Biikebrennen - uralter Brauch der Nordsee-Germanen
Dieses alte Brauchtum ist bis heute auf einigen friesischen Inseln erhalten geblieben und findet nun vermehrt auch wieder Verbreitung auf dem Festland.
Das friesische Wort “Biike” heißt auf hochdeutsch und plattdeutsch Bake. Es bedeutet “Feuermal“. Das Biike-Brennen findet alljährlich immer am 21. Februar statt. Der Ursprung dieses Brauches liegt mehr als 2000 Jahre zurück.
Die Friesen errichteten zu Ehren ihrer Götter heilige Hügel und Altäre. Auf den Hügeln zündeten sie Feuer-Opfer an, um den Kriegsgott Wode / Wöde (Wodan) zu ehren.
Auch Thor wurde natürlich als Kriegs- und Bauerngott verehrt. Die Friesen tanzten dabei im Kreis um die Flammen und den Hügel herum.
Traditionell wird auch heute noch in friesischer und auch deutscher Sprache die Bedeutung der Feier erklärt, und zur Einheit aufgefordert. Es wird die Treue zur friesischen Heimat angemahnt und appelliert, das heimische Brauchtum zu pflegen.
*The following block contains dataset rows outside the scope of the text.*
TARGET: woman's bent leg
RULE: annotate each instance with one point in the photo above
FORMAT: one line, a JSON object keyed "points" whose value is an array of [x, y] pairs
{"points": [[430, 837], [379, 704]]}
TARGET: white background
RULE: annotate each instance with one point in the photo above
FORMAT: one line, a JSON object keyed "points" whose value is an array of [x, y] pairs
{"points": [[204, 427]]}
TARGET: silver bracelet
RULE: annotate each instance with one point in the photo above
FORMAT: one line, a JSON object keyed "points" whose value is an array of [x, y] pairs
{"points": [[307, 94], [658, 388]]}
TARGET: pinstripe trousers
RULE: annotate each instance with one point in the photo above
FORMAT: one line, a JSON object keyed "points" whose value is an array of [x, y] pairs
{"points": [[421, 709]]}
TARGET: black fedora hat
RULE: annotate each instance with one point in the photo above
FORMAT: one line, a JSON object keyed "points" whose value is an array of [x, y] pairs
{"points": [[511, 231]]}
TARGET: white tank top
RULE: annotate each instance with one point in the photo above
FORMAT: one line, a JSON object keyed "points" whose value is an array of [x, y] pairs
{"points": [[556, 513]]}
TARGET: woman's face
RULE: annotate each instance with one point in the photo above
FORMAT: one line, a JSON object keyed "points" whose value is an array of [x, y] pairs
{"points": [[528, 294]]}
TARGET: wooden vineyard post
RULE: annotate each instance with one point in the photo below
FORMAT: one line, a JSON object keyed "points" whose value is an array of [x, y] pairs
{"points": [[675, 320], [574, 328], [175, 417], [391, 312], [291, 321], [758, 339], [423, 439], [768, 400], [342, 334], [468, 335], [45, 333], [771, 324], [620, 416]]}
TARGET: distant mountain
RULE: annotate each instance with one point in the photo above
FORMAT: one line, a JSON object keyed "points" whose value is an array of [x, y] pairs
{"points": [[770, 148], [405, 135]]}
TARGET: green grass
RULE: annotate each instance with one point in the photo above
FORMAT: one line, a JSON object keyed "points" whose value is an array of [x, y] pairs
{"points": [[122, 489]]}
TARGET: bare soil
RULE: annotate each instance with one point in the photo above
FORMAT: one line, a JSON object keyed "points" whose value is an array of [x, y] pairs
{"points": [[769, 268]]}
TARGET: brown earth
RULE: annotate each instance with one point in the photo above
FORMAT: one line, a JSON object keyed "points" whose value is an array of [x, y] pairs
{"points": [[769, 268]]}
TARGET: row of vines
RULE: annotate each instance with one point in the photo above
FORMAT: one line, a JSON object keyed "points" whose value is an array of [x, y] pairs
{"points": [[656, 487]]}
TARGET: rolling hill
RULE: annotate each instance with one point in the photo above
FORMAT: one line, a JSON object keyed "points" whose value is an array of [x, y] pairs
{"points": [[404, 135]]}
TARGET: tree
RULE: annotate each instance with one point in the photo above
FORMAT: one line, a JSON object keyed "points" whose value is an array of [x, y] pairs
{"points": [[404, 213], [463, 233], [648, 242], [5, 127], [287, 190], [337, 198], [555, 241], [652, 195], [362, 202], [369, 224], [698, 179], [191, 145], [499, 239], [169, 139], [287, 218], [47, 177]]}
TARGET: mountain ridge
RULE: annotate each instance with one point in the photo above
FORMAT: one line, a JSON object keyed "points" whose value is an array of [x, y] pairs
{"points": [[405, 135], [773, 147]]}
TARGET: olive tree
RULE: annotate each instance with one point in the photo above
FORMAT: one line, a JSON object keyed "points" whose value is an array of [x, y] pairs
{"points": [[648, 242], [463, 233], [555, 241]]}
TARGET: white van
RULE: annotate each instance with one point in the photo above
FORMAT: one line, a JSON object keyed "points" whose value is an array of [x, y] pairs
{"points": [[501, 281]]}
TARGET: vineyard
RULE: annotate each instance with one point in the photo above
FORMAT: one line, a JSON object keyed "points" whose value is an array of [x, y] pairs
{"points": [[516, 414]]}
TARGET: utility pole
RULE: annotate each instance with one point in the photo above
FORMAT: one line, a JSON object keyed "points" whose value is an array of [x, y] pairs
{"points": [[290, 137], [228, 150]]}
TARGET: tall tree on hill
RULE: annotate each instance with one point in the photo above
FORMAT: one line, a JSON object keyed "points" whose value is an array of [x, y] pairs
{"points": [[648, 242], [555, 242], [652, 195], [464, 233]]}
In manchen friesischen Orten wird auch eine Strohpuppe oder ein Holzfass verbrannt, welches die Opfergabe symbolisiert, mit dem der Winter ausgetrieben werden soll. Am darauffolgenden Tag, also den 22. Februar, ist traditionell Petri-Tag, der Thing-Tag (Gerichts-Tag) gewesen. Erst im Jahr 1867, mit der Einführung der preußischen Gerichtsbarkeit, wurde der Thingtag abgeschafft. Der Petritag blieb aber als weiterer Feiertag nach dem Biikebrennen erhalten, und so kommen auch heute noch immer Landleute und friesische Heimatvereine am jährlichen Petritag feierlich zusammen, erinnern an alte Sitte, getreu der Heimat und verbunden dem traditionellen Brauchtum.  Hierzu trifft man sich bei Gemeinschaftsveranstaltungen, isst, trinkt, tanzt und singt zusammen. Der 22. Februar ist nun kein Thing-Tag mehr, aber es wird an dem Tag noch immer in besonderer Weise in Treue an den heimischen Brauch erinnert, und dieser auch bewahrt. Die Feierlichkeiten weichen auf den friesischen Inseln voneinander ab.  Die friesische Sprache teilt sich in 10 teils erheblich voneinander unterscheidenden Dialekte auf, die zu den Nordsee-germanischen Sprachen eingeordnet werden.
 
UNESCO erklärt das Biikebrennen zum Kulturerbe
Nicht ohne Grund hat 2014 die UNESCO das Biike-Brennen in das nationale Verzeichnis der inmateriellen Kulturgüter aufgenommen.